Why study this course?
This course provides an accessible and engaging introduction to the teaching methods and ethical concepts that underpin university modules on Anti-Corruption and on Integrity and Ethics that were developed by the United Nations Office on Drugs and Crime (UNODC) under its Education for Justice (E4J) initiative.
It draws on material in the following links to create an interactive summary for university lecturers interested in developing their integrity curriculum:
E4J Teaching Guide [Tip: hold Ctrl and click a link to open it in a new tab. (Hide tip)]

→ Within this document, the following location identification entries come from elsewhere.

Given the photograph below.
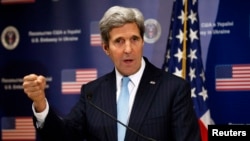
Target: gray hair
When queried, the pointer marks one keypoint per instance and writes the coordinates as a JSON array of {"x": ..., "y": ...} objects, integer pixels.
[{"x": 117, "y": 16}]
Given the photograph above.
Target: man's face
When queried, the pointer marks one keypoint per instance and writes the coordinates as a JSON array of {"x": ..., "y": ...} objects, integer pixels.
[{"x": 125, "y": 48}]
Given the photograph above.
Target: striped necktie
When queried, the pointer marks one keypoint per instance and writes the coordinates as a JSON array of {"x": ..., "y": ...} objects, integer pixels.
[{"x": 122, "y": 108}]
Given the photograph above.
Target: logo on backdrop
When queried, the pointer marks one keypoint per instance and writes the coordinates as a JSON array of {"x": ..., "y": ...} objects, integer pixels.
[
  {"x": 152, "y": 31},
  {"x": 10, "y": 37}
]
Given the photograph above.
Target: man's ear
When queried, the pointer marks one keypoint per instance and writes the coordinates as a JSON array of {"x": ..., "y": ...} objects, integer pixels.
[{"x": 105, "y": 48}]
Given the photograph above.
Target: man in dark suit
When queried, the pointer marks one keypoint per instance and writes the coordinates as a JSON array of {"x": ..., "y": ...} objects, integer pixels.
[{"x": 159, "y": 108}]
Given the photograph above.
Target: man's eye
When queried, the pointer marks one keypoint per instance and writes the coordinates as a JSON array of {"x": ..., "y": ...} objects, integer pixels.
[{"x": 119, "y": 42}]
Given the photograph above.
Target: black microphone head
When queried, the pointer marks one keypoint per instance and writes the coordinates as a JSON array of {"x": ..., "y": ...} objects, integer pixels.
[{"x": 89, "y": 95}]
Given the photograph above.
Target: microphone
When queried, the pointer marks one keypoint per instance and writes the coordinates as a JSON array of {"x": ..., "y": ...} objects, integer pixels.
[{"x": 89, "y": 97}]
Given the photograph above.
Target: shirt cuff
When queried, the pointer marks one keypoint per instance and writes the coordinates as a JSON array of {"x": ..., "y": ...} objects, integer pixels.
[{"x": 41, "y": 115}]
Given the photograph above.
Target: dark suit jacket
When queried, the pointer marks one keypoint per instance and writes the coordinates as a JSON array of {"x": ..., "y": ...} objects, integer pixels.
[{"x": 162, "y": 110}]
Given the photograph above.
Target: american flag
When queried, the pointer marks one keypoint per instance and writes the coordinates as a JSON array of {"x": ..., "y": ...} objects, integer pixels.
[
  {"x": 183, "y": 57},
  {"x": 95, "y": 36},
  {"x": 18, "y": 129},
  {"x": 16, "y": 1},
  {"x": 72, "y": 79},
  {"x": 234, "y": 77}
]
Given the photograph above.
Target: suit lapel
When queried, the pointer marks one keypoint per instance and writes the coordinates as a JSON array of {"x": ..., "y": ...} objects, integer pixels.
[
  {"x": 108, "y": 97},
  {"x": 144, "y": 97}
]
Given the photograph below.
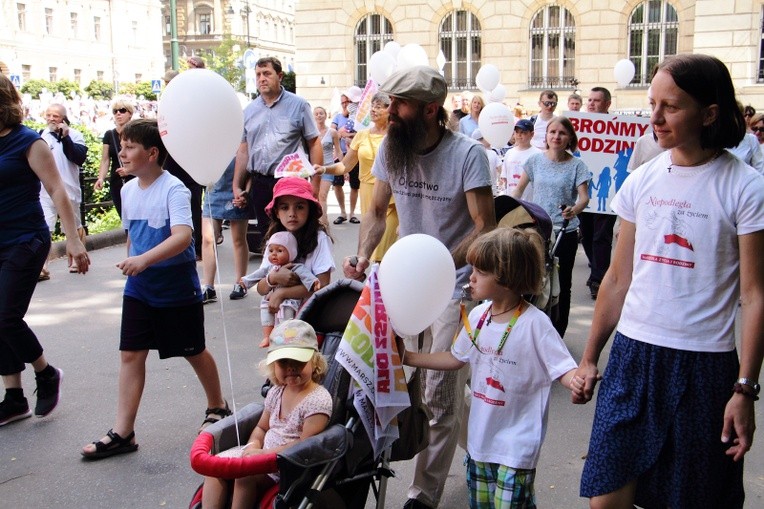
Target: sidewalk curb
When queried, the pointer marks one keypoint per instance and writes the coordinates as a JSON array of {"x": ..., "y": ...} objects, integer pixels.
[{"x": 92, "y": 242}]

Completing this course will increase your confidence and capacity to make the most of the E4J resources and, in doing so, enable you to enrich the anti-corruption, integrity and ethics teaching in your institution.
Course learning outcomes:
understand the Education for Justice (E4J) initiative and how it can be adapted for your own teaching
implement ways to foster an ethical learning environment
apply educational theories that unpin the creation of the E4J Modules
use the E4J exercises and case studies in your teaching to promote high quality anti-corruption, integrity and ethics education.
Knowledge assessment and a digital badge
At the end of the course there is an optional knowledge assessment. This a great way to check your understanding of what you have learned in this course and a chance to obtain your Open University digital badge. Full details on the assessment and the badge are given in the Conclusion section.
What is the E4J initiative?
The United Nations Office on Drugs and Crime (UNODC) launched the Education for Justice (E4J) initiative in 2016. It forms part of its Global Programme for the implementation of the Doha Declaration on integrating crime prevention and criminal justice into the wider United Nations agenda to address social and economic challenges and to promote the rule of law at the national and international levels, and public participation.